Notas de leitura | Audre Lorde

novembro 14, 2021

Em 2020, a editora Bazar do tempo publicou traduções de Tatiana Nascimento e Valéria Lima para poemas de Audre Lorde, publicados de 1973 a 1982 nos livros De uma terra onde outro povo vive, Entre nós mesmas e Poemas escolhidos – velhos e novos. Quero crer que esse intervalo de praticamente dez anos permita ao leitor ter uma segura impressão da travessia poética da genial autora afro-americana (de ascendência caribenha). O fato de o livro ser bilingue, auxilia na tarefa de mergulhar nas sutilezas do estilo de Audre Lorde, o que, nesse caso, implica um domínio regular da língua inglesa.

De imediato, na esteira de De uma terra onde outro vive, o leitor e a leitora hão de notar o arrebatamento de uma poesia antirracista, apaixonada e eivada de um timbre estético-social, em que o tratamento da linguagem mistura fúria e domínio do ofício. No poema Para cada uma de nós, ela pede: “respeitem qualquer dor que venha/dos seus sonhos/mas não procurem deuses novos/no mar” (p. 15). Nessa passagem, observa-se a prevalência de um tom iconoclasta que, amiúde, há de marcar o caráter de sua poética transgressora.

O realismo “infrator” de Audre Lorde não é interdito a um pacto dela com a sensibilidade mais comezinha, a exemplo de mulheres que “aprendem/ a amar/crianças/construindo castelos de areia/na maré cheia” (O sétimo sentido, p. 43). A sua captura do mundo é realista, mas a sua capacidade de sentir afunda os pés em uma terra em que os sismos brincam de correr com os sentimentos humanos.

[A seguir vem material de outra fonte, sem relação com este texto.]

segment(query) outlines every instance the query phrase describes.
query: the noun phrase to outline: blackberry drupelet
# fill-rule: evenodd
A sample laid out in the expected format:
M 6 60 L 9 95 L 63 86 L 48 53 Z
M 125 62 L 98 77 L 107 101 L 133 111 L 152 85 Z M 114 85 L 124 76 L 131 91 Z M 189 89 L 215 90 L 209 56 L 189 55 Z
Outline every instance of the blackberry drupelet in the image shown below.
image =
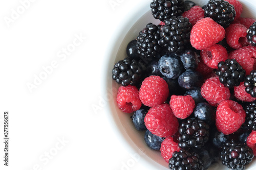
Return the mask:
M 152 60 L 160 51 L 160 25 L 148 23 L 137 38 L 136 48 L 140 58 L 147 62 Z
M 134 86 L 140 82 L 145 69 L 145 64 L 141 60 L 126 57 L 115 64 L 112 78 L 122 86 Z
M 184 11 L 183 0 L 153 0 L 150 4 L 152 15 L 164 22 L 173 16 L 179 16 Z
M 224 0 L 210 0 L 204 9 L 204 16 L 210 17 L 224 28 L 234 20 L 234 7 Z
M 256 98 L 256 70 L 252 70 L 245 77 L 244 85 L 245 91 L 252 98 Z
M 246 33 L 246 37 L 250 45 L 256 46 L 256 22 L 250 26 Z
M 169 160 L 169 167 L 173 170 L 204 169 L 199 155 L 183 149 L 173 153 L 173 157 Z
M 197 118 L 183 122 L 178 130 L 179 147 L 185 149 L 202 148 L 209 140 L 209 126 Z
M 233 140 L 223 145 L 221 153 L 222 164 L 232 169 L 245 169 L 245 165 L 251 162 L 253 157 L 251 149 Z
M 245 70 L 236 59 L 220 62 L 215 73 L 219 77 L 220 82 L 229 88 L 238 86 L 245 77 Z
M 171 53 L 183 52 L 190 44 L 191 28 L 188 18 L 182 16 L 172 17 L 165 21 L 165 26 L 161 27 L 159 44 L 168 47 Z

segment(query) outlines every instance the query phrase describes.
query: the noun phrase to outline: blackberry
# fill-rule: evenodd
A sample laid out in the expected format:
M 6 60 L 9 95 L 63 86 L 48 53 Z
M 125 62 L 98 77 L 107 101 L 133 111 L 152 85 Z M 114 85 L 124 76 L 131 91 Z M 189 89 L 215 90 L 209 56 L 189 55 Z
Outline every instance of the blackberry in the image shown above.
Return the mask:
M 250 26 L 246 33 L 246 37 L 250 45 L 256 46 L 256 22 Z
M 209 126 L 197 118 L 183 122 L 178 129 L 179 147 L 185 149 L 200 149 L 209 140 Z
M 229 88 L 238 86 L 245 77 L 245 70 L 236 59 L 220 62 L 215 73 L 219 77 L 220 82 Z
M 204 16 L 210 17 L 224 28 L 234 20 L 234 7 L 224 0 L 210 0 L 204 9 Z
M 256 131 L 256 101 L 250 103 L 244 109 L 246 113 L 245 125 Z
M 170 53 L 180 53 L 190 44 L 192 25 L 187 18 L 173 16 L 161 27 L 160 45 L 168 47 Z
M 252 98 L 256 98 L 256 70 L 252 70 L 249 75 L 245 77 L 244 85 L 245 91 Z
M 251 149 L 233 140 L 223 145 L 221 153 L 222 164 L 232 169 L 245 169 L 245 165 L 251 162 L 253 157 Z
M 150 4 L 152 15 L 165 21 L 173 16 L 179 16 L 184 11 L 183 0 L 153 0 Z
M 160 39 L 160 25 L 150 22 L 139 33 L 137 38 L 138 53 L 144 61 L 151 61 L 160 51 L 158 41 Z
M 112 78 L 122 86 L 134 86 L 140 82 L 145 69 L 145 64 L 141 60 L 126 57 L 115 64 Z
M 183 149 L 179 152 L 175 151 L 169 159 L 169 167 L 171 169 L 203 170 L 203 163 L 199 155 Z

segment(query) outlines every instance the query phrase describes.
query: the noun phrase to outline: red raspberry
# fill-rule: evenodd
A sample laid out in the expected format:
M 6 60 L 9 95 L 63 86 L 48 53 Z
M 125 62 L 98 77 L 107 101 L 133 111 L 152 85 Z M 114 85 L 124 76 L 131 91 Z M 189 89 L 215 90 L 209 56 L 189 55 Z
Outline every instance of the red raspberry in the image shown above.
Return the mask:
M 209 17 L 200 19 L 192 27 L 191 45 L 197 50 L 212 46 L 225 37 L 225 29 Z
M 220 82 L 218 77 L 205 81 L 201 87 L 201 94 L 210 105 L 214 106 L 230 97 L 229 89 Z
M 236 16 L 234 21 L 240 17 L 241 14 L 243 12 L 243 6 L 238 0 L 225 0 L 234 6 L 234 11 L 236 11 Z
M 228 54 L 228 58 L 234 59 L 245 70 L 247 75 L 256 68 L 256 47 L 250 45 L 244 46 L 240 49 L 234 50 Z
M 174 115 L 181 119 L 188 117 L 196 107 L 195 101 L 189 95 L 172 95 L 169 103 Z
M 241 82 L 238 86 L 234 87 L 234 95 L 237 100 L 243 102 L 251 102 L 256 99 L 245 91 L 244 82 Z
M 236 132 L 245 122 L 246 113 L 243 107 L 231 100 L 220 103 L 216 111 L 216 127 L 220 132 L 228 135 Z
M 212 68 L 218 68 L 218 63 L 227 59 L 227 52 L 222 45 L 216 44 L 202 50 L 200 56 L 204 63 Z
M 256 19 L 252 18 L 243 18 L 240 17 L 238 18 L 235 21 L 233 21 L 232 23 L 239 23 L 242 25 L 244 25 L 248 29 L 251 25 L 252 25 L 254 22 L 256 22 Z
M 185 11 L 182 15 L 184 18 L 188 18 L 193 26 L 198 21 L 204 18 L 204 10 L 201 7 L 196 5 L 188 11 Z
M 256 131 L 252 131 L 247 137 L 246 144 L 253 151 L 253 155 L 256 156 Z
M 151 76 L 145 78 L 139 90 L 141 102 L 149 107 L 163 103 L 168 95 L 168 84 L 158 76 Z
M 152 134 L 161 137 L 167 137 L 176 133 L 179 122 L 167 104 L 150 109 L 144 119 L 146 128 Z
M 139 90 L 134 86 L 120 86 L 117 92 L 116 101 L 123 112 L 130 113 L 139 110 L 141 102 L 139 98 Z
M 227 43 L 234 49 L 238 49 L 248 45 L 246 35 L 247 29 L 241 23 L 233 23 L 226 28 L 225 37 Z
M 173 157 L 173 153 L 175 151 L 179 152 L 180 150 L 178 143 L 174 141 L 172 136 L 164 139 L 161 144 L 161 155 L 167 162 L 168 162 L 169 159 Z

Decorre dessa contradição geo-humana, provavelmente, a natureza explosiva de seus versos.

Lorde era uma mulher negra comprometida com a luta de afro-americanos(as) em torno às bandeiras dos direitos civis, daí sua reverência à cantora negra gospel Mahalia Jackson, recuperada em um poema em que o sofrimento letal de “seis crianças negras/(..) queimadas numa creche”, com efeito, ganham um relevo trágico: “bombeiros acharam seus corpos/feito pedaços amontoados de carvão/com bocas mudas e olhos bem abertos/Pequenas e sem canção nenhuma/seis crianças negras acharam uma voz nas chamas/no dia em que a cidade fez uma elegia a Mahalia” (O dia em que fizeram uma elegia a Mahalia, p. 19).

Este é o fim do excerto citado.